Wednesday, March 23, 2011

Focus, Action and Reflection - Build Coaching Skills By Using Them

 In another post, I talked about a special ebook, Coach the People You Care About. It's available free online to anyone involved in helping others learn and grow stronger for the challenges of life and work - life coaches, business coaches, executive coaches, athletic coaches, consultants, trainers, teachers, counselors, parents and others.

It's not a typical book. It's more of a compilation of "cheat sheets," a handy reference for people who want to improve the way they coach. The book includes tips and outlines for performing eight critical coaching skills:
  • Listening
  • Stimulating thinking
  • Encouraging
  • Guiding learning from experience
  • Praising
  • Giving constructive feedback
  • Giving feedforward
  • Holding accountable
It's the only resource that addresses all eight skills, with none of the fluff and storytelling to wade through to get to the meat.

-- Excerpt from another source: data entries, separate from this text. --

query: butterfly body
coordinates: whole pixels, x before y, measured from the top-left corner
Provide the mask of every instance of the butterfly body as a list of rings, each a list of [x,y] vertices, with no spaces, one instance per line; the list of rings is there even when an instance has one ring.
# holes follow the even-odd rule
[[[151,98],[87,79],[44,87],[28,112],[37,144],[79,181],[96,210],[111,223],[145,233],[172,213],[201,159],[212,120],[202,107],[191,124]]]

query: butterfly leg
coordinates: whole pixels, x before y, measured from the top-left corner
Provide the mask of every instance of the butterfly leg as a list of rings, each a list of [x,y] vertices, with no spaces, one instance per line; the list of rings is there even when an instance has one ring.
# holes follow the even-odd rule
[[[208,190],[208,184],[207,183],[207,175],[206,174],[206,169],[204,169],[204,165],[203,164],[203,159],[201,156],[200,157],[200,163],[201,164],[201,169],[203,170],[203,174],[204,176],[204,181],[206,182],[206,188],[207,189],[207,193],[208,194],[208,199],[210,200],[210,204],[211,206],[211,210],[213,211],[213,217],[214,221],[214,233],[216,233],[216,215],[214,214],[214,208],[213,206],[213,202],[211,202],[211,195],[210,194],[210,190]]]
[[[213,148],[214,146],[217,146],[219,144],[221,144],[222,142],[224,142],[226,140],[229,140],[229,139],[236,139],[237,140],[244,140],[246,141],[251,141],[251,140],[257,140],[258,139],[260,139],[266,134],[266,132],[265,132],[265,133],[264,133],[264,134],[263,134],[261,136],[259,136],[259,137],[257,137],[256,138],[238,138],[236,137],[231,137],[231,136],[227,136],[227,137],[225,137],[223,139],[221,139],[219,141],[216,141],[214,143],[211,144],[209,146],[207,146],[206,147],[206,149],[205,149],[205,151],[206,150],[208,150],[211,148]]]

The content focuses strictly on the how-to.

But a book is only a book, and you can't get better at doing something if you just read about it. No matter how many books you read, it won't make you a better swimmer, it won't kick your tennis serve up a notch, and it won't get your golf scores under 90. People skills and coaching skills are no different. If you want to improve these skills, you have to practice them.

So let me tell you the best way to use this ebook to become a better coach. I recommend the Focus-Action-Reflection approach imbedded in ProStar Coach, the online personal development service.

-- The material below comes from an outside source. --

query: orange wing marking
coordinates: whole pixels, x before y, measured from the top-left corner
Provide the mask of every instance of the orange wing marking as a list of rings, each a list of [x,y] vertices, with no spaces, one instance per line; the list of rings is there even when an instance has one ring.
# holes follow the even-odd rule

Whether or not you're currently a subscriber, you can use the method...

First, FOCUS. Work on one skill at a time. I suggest you pick the coaching skill you'd like most to improve. Go to the chapter in the ebook that describes the skill and study the model. Identify one aspect of the skill you'd like to work on.

Next, ACTION. Make a plan to use this aspect of the skill in your work or your personal life. For example, if you're a parent, maybe you feel you have trouble sensing the "listening moment." Make a plan to do that the next time your child wants to tell you something.

When the opportunity presents itself, carry out your intention. Maybe you'll handle the situation well. Or maybe not; maybe it won't go as you expected. You might even fail completely.

No matter what happens, the third step is REFLECTION. Learn from your experience by thinking about it. In another post I describe the "5 Magic Questions" that will help you identify what went wrong and how to do better next time. I also explain this "learn from experience" process in a video.

Then cycle through focus, action and reflection again. Go back to the chapter in the ebook, review the model and think about what you plan to do next time. Then follow through with real people. Afterwards, reflect on your experience using the five questions.

It will take many repetitions of focus, action and reflection before the behavior pattern you seek becomes your natural, automatic way of doing things.

So if you coach people and you'd like to be more effective, get the free ebook, Coach the People You Care About. But don't just read it and appreciate it. Put one of the best practices into action. Commit to implementing many cycles of focus, action and reflection.

This is how you learn from experience.